Fair enough; these are tough times we’re in and besides, it’s not likely we’ll see that number drift down too quickly. Even huts DOC can’t look after won’t just crumble and fall apart immediately. Most backcountry huts have been built to last, and last they are. Many decades old and have survived the absolute worst Mother Nature can throw at them.
The bad news is DOC often sets about removing a hut it no longer maintains, no doubt citing health and safety regulations. Seems to me a hut in the wilds is a safer place to be when in dire straits, regardless of its condition, than remaining out in the open.
There is some good news though. Communities affected by hut closures and removal are stepping into the void created by DOC’s absence. Groups like that which rebuilt Mt Brown Hut on the West Coast, and more recently the locals at Tennyson Inlet who have proposed to save Matai Bay Hut, which DOC planned to move somewhere else. To DOC’s credit they’ve put that plan on hold and are in discussions ith the locals about how best to preserve the hut in its current location. DOC is actually pretty keen to help communities who put their hand up – it kindly flew in the materials for the Mt Brown Hut project.

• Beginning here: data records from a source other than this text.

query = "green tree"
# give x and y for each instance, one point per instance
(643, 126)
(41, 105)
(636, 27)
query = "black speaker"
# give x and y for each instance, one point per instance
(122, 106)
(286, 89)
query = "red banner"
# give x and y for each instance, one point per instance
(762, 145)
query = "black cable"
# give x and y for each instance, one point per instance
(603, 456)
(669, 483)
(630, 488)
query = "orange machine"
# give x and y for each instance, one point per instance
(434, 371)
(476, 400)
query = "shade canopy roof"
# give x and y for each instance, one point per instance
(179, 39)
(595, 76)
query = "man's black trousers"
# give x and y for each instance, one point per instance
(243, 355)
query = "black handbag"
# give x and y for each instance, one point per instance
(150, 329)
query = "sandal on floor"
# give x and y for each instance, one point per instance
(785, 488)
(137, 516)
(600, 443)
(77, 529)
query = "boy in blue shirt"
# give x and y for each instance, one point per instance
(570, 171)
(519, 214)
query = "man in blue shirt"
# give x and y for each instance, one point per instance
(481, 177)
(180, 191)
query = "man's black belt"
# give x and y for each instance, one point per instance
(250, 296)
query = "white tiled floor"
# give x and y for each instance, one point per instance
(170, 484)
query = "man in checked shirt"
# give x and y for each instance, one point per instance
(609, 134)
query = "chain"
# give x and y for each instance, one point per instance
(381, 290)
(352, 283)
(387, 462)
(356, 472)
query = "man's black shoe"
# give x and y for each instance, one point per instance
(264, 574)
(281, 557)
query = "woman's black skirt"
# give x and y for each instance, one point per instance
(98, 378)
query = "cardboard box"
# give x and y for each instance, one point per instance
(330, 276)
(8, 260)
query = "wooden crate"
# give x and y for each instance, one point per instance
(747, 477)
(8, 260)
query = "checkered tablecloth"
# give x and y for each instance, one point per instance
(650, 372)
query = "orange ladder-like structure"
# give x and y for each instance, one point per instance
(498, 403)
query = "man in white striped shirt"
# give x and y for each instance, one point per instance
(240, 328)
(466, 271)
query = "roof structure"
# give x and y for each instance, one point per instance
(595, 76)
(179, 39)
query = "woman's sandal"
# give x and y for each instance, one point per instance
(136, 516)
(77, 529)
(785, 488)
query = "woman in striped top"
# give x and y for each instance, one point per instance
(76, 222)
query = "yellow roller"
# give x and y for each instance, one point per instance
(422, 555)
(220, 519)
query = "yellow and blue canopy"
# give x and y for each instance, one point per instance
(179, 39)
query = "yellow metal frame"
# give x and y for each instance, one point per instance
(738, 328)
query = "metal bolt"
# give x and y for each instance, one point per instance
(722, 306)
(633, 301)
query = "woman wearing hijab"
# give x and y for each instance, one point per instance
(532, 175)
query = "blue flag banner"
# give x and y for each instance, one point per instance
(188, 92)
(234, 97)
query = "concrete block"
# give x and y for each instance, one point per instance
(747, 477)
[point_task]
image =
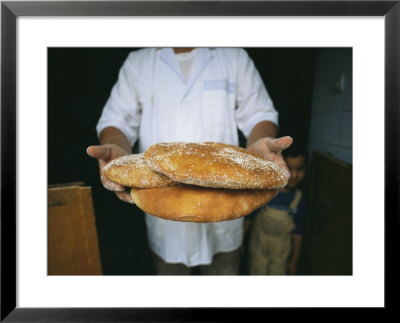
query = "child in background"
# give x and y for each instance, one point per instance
(276, 235)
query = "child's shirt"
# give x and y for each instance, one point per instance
(282, 202)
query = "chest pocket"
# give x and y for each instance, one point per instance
(218, 101)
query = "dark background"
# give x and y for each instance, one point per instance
(79, 83)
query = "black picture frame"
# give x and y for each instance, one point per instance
(10, 10)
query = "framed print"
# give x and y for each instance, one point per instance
(45, 43)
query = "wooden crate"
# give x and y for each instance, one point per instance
(72, 237)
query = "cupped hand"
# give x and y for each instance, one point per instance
(104, 154)
(271, 149)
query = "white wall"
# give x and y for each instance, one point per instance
(331, 110)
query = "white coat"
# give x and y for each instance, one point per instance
(152, 102)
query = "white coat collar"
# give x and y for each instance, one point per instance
(202, 58)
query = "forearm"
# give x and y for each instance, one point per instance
(111, 135)
(261, 130)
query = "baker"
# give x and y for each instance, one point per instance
(188, 95)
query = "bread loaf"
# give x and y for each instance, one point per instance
(189, 203)
(215, 165)
(132, 171)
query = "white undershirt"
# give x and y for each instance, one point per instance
(185, 61)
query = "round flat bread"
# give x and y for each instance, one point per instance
(188, 203)
(132, 171)
(214, 165)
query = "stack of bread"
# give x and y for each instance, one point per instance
(197, 182)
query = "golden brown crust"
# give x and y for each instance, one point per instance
(190, 203)
(132, 171)
(214, 165)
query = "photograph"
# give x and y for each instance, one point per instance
(106, 103)
(134, 150)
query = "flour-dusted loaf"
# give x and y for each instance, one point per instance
(132, 171)
(189, 203)
(215, 165)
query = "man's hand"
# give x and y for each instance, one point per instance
(271, 149)
(104, 154)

DOC’s budgetary constrains have been a call to action for many, so this issue we look at how building and maintaining huts in the backcountry isn’t something we have to rely solely on DOC for. If we want to keep the network we have, then it’s going to take a bit more hard yakka from those who use them. It’s not necessarily a bad thing – when communities and groups get together to achieve a common goal, then these communities are inevitably brought more tightly together. A little of the spirit and camaraderie of the backcountry brought closer to home.